INVIATO CITTADINO Buon compleanno, Pinocchio in perugino

La mia opera compie oggi cinque anni, essendo stata pubblicata nel 2014 dall’editore perugino Morlacchi, con copertina e disegni all’interno di Claudio Ferracci

Un compleanno, quello di Pinocchio, che resiste anche in lingua perugina. Il libro più tradotto al mondo, dopo la Bibbia, fu da me voltato in perugino su input di Monica Baldi, presidente nazionale dell’Associazione Pinocchio di Carlo Lorenzini, depositaria della copia autentica dell’opera.

La mia opera compie oggi cinque anni, essendo stata pubblicata nel 2014 dall’editore perugino Morlacchi, con copertina e disegni all’interno di Claudio Ferracci. L’originale oggi ne festeggia 136, mentre ricorrono 193 anni dalla nascita di Carlo Lorenzini, detto Collodi, dal paese di nascita della madre.

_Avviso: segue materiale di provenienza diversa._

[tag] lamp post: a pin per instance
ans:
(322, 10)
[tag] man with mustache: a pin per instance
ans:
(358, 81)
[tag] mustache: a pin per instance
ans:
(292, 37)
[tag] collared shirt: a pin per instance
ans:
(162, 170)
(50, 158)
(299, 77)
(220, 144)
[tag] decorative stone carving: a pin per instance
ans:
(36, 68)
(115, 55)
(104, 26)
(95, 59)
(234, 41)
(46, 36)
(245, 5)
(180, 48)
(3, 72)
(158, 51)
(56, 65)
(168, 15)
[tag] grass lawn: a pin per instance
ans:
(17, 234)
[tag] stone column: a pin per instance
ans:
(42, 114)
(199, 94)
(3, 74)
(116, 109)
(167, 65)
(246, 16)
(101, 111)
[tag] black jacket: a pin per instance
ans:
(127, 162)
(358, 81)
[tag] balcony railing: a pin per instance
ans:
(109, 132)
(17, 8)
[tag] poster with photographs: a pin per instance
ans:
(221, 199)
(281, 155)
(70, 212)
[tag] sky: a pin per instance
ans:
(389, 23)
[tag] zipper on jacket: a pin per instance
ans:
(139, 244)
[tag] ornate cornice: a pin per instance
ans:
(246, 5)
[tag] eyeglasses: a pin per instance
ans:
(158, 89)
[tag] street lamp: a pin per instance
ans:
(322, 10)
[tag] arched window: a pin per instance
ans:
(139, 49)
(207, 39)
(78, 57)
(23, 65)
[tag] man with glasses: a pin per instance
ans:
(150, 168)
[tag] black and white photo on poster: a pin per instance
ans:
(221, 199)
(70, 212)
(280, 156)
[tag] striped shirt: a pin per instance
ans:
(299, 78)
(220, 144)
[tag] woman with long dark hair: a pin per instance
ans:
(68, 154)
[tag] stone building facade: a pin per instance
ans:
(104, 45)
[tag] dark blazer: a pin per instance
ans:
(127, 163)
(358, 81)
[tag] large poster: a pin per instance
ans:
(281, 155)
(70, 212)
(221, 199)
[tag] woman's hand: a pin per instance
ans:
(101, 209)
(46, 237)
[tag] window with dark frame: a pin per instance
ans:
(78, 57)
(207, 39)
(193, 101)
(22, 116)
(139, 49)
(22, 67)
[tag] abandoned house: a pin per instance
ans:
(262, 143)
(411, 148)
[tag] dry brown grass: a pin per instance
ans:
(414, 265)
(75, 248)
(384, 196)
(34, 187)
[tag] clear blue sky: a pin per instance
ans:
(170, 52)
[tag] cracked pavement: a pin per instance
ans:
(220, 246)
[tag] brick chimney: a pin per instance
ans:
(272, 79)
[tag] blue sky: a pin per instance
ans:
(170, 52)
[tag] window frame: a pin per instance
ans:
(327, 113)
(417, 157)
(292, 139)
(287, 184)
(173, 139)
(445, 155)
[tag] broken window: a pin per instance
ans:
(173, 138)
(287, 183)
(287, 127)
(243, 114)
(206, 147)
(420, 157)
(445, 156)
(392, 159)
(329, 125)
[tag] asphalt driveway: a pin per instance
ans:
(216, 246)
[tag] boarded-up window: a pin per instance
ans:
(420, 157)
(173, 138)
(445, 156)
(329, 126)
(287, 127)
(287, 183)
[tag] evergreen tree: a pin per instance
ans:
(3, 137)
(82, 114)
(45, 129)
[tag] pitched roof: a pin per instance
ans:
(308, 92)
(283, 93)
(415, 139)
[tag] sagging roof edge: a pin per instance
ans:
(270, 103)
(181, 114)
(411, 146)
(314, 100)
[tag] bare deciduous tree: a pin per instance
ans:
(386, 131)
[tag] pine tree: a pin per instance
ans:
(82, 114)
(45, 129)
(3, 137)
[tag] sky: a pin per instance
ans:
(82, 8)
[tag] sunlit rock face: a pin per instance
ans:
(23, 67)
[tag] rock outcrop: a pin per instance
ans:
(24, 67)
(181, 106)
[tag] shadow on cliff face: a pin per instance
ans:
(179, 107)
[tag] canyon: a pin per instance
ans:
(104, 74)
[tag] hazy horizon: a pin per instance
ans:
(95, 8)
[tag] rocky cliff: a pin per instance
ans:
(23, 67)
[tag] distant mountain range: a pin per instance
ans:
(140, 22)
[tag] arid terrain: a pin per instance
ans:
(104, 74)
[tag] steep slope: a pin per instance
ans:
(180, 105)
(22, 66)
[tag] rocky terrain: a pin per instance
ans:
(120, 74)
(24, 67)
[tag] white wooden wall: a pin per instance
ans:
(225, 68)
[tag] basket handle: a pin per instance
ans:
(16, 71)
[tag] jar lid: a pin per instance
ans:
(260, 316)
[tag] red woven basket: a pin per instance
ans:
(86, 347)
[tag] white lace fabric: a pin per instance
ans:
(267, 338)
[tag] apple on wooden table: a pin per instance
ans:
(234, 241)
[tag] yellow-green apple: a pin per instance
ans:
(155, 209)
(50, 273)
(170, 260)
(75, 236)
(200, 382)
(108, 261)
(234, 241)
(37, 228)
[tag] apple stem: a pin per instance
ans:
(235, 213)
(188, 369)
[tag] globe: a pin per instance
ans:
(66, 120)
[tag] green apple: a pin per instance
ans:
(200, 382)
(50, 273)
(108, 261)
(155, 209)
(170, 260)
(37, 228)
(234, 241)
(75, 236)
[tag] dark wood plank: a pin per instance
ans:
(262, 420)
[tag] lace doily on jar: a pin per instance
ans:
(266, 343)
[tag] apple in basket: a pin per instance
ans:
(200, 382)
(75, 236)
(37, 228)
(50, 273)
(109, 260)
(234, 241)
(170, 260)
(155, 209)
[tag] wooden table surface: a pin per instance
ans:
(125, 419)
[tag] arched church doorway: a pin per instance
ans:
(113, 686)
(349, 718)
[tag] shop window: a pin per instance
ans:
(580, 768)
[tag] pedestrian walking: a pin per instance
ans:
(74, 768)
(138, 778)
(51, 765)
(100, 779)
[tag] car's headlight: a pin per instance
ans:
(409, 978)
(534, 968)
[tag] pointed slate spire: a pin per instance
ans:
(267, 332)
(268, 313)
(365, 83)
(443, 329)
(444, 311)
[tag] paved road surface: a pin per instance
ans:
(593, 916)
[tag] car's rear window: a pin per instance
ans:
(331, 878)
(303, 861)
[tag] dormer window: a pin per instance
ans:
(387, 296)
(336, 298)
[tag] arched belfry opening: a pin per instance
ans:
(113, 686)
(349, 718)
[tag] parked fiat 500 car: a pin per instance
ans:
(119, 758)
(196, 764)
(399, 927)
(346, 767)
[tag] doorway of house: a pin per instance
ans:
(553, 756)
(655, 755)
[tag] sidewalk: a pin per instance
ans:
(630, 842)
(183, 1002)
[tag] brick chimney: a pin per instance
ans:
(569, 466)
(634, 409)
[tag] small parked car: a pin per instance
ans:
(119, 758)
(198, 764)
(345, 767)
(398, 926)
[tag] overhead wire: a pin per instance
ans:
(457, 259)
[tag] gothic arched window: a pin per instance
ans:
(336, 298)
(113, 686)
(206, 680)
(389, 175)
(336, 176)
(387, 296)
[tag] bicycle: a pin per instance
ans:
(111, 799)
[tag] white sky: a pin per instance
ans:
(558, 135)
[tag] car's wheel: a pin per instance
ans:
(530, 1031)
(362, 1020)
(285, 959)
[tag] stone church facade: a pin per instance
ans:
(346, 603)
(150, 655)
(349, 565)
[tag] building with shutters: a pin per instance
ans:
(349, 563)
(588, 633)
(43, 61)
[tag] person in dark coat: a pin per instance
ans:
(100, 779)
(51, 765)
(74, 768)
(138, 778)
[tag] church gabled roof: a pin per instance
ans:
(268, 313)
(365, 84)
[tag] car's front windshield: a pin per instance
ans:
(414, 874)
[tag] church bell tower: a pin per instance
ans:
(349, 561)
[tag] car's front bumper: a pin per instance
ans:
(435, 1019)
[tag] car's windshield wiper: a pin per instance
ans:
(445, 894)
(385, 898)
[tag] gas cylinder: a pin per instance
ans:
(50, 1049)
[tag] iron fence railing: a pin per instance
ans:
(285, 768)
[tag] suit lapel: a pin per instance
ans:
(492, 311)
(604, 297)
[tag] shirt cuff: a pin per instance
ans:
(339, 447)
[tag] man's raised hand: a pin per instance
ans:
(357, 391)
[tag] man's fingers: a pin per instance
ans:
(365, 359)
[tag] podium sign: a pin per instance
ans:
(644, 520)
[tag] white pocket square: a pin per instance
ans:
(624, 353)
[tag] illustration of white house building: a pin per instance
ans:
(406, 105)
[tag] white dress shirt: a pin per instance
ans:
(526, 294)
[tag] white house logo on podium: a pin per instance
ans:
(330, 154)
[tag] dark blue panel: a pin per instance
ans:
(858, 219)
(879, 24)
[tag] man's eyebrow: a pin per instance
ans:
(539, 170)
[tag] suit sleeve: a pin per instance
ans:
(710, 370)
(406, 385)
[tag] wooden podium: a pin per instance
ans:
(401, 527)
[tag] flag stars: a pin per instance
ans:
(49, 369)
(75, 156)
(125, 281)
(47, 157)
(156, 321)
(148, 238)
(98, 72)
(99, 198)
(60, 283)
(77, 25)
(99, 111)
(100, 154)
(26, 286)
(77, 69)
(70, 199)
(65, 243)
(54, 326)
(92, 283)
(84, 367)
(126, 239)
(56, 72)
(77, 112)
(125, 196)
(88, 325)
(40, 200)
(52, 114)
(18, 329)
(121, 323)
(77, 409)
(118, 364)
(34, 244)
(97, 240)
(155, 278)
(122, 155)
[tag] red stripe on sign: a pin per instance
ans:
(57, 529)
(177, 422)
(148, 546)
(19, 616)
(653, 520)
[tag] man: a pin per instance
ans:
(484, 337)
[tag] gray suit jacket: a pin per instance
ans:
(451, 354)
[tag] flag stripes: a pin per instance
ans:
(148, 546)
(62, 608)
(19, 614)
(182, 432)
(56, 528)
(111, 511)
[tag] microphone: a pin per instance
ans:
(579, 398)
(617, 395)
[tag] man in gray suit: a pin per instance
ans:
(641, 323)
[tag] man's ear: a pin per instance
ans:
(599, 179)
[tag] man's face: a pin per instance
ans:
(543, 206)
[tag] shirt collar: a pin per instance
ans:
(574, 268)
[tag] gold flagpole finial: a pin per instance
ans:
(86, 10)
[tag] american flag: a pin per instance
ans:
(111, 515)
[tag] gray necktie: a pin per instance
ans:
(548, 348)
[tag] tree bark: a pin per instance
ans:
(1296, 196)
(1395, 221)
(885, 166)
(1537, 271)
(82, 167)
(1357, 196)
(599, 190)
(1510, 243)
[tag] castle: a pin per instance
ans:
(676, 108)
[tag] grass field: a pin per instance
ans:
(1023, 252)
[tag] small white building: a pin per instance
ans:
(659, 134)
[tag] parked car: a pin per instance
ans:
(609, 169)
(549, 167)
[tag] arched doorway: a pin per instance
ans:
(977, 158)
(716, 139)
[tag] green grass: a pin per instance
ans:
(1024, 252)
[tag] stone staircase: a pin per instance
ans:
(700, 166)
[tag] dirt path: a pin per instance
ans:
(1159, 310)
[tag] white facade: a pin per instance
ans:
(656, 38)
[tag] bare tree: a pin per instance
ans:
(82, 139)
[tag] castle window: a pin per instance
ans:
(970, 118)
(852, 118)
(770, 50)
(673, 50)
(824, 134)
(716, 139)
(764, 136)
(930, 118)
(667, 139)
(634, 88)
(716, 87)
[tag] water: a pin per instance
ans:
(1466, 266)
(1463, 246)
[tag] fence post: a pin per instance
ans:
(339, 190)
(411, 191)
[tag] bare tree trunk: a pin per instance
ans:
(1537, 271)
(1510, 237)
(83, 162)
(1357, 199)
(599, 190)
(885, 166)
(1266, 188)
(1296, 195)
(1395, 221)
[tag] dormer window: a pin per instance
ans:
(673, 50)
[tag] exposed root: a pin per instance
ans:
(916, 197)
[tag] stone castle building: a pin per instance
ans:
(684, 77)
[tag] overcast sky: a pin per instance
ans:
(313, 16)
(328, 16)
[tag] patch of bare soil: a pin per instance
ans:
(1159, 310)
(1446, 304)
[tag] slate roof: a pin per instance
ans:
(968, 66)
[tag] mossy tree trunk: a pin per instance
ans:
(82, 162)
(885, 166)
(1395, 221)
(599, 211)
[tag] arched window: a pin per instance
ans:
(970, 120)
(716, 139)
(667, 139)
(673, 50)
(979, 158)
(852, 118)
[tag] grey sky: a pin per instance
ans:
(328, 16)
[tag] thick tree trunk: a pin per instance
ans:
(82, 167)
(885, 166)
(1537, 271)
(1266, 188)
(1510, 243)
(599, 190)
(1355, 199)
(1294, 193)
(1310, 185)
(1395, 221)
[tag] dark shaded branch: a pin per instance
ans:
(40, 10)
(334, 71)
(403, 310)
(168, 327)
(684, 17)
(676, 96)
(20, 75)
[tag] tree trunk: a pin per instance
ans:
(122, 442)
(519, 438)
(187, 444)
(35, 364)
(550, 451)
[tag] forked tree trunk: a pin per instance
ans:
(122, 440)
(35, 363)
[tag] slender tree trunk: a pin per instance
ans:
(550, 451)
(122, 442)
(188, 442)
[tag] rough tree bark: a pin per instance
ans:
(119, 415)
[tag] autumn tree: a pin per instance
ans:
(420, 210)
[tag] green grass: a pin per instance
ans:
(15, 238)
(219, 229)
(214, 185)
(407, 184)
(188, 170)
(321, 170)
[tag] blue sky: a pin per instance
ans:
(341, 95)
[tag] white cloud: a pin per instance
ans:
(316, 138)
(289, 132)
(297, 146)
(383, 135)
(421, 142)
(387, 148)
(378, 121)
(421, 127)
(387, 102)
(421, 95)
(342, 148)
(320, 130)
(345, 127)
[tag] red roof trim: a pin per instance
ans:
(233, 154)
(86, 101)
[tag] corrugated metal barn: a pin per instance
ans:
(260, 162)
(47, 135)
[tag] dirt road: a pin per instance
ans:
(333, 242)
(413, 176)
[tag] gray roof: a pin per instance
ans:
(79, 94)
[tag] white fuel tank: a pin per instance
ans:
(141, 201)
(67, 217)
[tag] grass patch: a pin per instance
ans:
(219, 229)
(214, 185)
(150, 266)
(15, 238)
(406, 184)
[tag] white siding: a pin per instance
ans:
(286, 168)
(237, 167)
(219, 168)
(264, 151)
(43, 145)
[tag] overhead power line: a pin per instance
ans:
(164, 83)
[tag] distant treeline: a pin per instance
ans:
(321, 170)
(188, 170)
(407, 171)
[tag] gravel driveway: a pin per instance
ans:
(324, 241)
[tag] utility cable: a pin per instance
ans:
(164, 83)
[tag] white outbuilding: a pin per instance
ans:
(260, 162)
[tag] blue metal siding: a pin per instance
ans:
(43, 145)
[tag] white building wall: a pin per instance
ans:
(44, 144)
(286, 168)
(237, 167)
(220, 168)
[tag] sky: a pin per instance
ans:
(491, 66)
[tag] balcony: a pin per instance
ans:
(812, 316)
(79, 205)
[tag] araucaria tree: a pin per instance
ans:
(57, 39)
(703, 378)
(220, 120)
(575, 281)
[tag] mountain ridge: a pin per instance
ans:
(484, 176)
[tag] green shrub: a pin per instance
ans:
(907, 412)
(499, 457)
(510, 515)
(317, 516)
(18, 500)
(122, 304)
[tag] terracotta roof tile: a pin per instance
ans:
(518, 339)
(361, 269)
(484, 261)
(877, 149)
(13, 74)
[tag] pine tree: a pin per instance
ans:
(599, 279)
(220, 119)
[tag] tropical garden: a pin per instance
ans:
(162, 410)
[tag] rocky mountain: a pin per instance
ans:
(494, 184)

L’originale uscì in volume nel 1883 per l’editore Paggi di Firenze. Il libro in perugino, del 2014, fu corredato da una nota del sociologo Roberto Segatori e da un profilo critico di Claudio Brancaleoni, professore dell’Università di Bangor (UK).

Fui contattato dall’allora direttrice della Biblioteca Nazionale di Firenze che, con mio stupore, m’invitò a presentare l’opera al Salone Galileo di quella Istituzione. A me, incredulo per quell’invito, disse: “Guardi che ieri è stato qui Umberto Eco!”.

Grande fu lo stupore quando mi fu notificata la presenza di studiosi europei ed extraeuropei. L’orgoglio principale era quello di aver portato la peruginità in un contesto internazionale.

Ne realizzai una trasposizione teatrale che girò con successo per i teatri dell’Umbria. Il sipario col burattino fu realizzato dall’artista Giuseppe Fioroni. Anche in Biblioteca Nazionale ne demmo un saggio teatrale con Valentina Chiatti (Fatina), Gianfranco Zampetti (Pinocchio), Fausta Bennati (Gatto), Leandro Corbucci (Volpe), io in veste di narratore. E la gente parve capire perfettamente il perugino.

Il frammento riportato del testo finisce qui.